His snow shaker is a cylindrical contraption which hung high above the Come and Get It set. When snow was ordered, finely cut chicken feather drifted slowly down to be wafted realistically against the log cabins by the miraculously quiet wind machines.

They almost broke Paul’s heart two years ago when they stopped manufacturing “Falco Flakes,” a sort of corn flake breakfast food resembling snow. This was Paul’s favorite “snow.” It was hard to make chicken feathers behave, at first. Paul would put a crew of men to work cutting up the feathers, but from time to time the men would become interested in conversation while so engaged, so that some of the pieces would be entirely too large.

“When our snow began to fall,” related Paul, “once in a while you would see a whole chicken flop down so big were the pieces.

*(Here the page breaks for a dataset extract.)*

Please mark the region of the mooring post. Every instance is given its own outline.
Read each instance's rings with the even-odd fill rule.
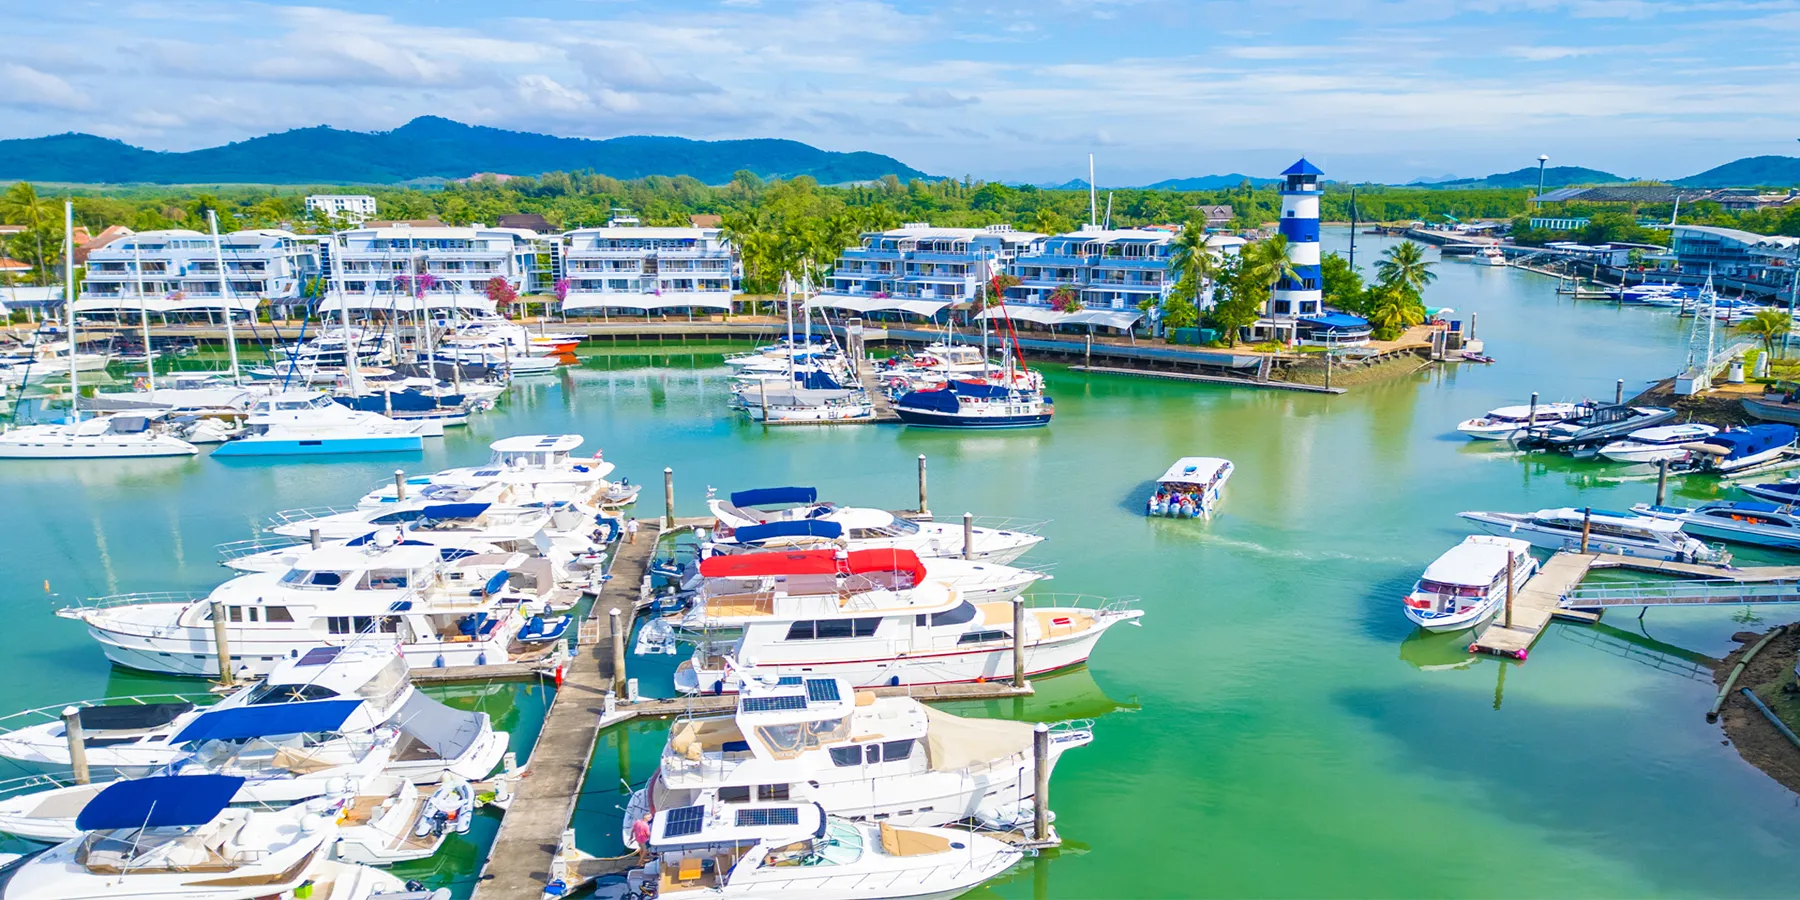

Thereafter we began cutting them in an automatic chopping mill. Then I had to perfect a device to shake them down; I found the close-meshed wire the best and it works like a charm.”

He took two cast-off ventilating fans from two of the stages, put their best pieces together and created a wind machine which caused the sound-men to sigh with relief. The “squeak department” (sound department) of all studios had hated the sight of wind machines before Paul’s invention came about. The machines were too noisy. Paul’s machine caused the wind to sigh softly through the white pines in Come and Get It and to howl with fury in an 80-mile an hour gale over the decks of the replica of the Cunard White Star liner “Queen Mary” in the “Dodsworth” sequence; and still the sound men were happy, for there were no mechanical creaks or squeaks to be heard.

Paul and his magicians have fashioned desert flies for the “Sheik;” alligators for a Mary Pickford picture; sharks for “I Cover the Waterfront;” a mechanical man which actually swam, for “The Gaucho;” armor plate for the elephants in Clive of India; contented cows which mooed and gave milk for “Kid Millions” and Paul admits having made a bull in “The Kid from Spain.” The bull, no less, that sat on Eddie Cantor during a burlesqued bull-fight.

Paul and his men made every stick of furniture used in “Robin Hood” and “The Thief of Bagdad” because no suitable furniture could be found anywhere. To replace the smoke they used to employ in the studios to create fog effects, Paul developed an odorless fog with crystal oil and a vaporizer he perfected himself. This fog hung low over the “Queen Mary’s” decks in “Dodsworth.”

In the Come and Get It sets are many Widlicska icicles, some of them huge and all of them out of his jugs and cans of hypo, plaster of paris and medicated cotton.

Give Paul and his workers enough wood, sand, cement, plaster of paris. burlap, powdered marble, gypsum, insulex oil, shredded newspaper, paper towels and time and they will show you the end of the world and make you believe that you’re actually seeing it.

Fogging up the “Dodsworth” set! Paul Widlicska working his fog machine.

Left: The Hollywood “snow” man! Mr. Widlicska with his newly-developed snow-shaker, used for the first time in Come and Get It, the Samuel Goldwyn production. The cylindrically-shaped shaker spreads chicken feathers so evenly over a set that even the actors are fooled. No more corn flakes for “snow” nowadays!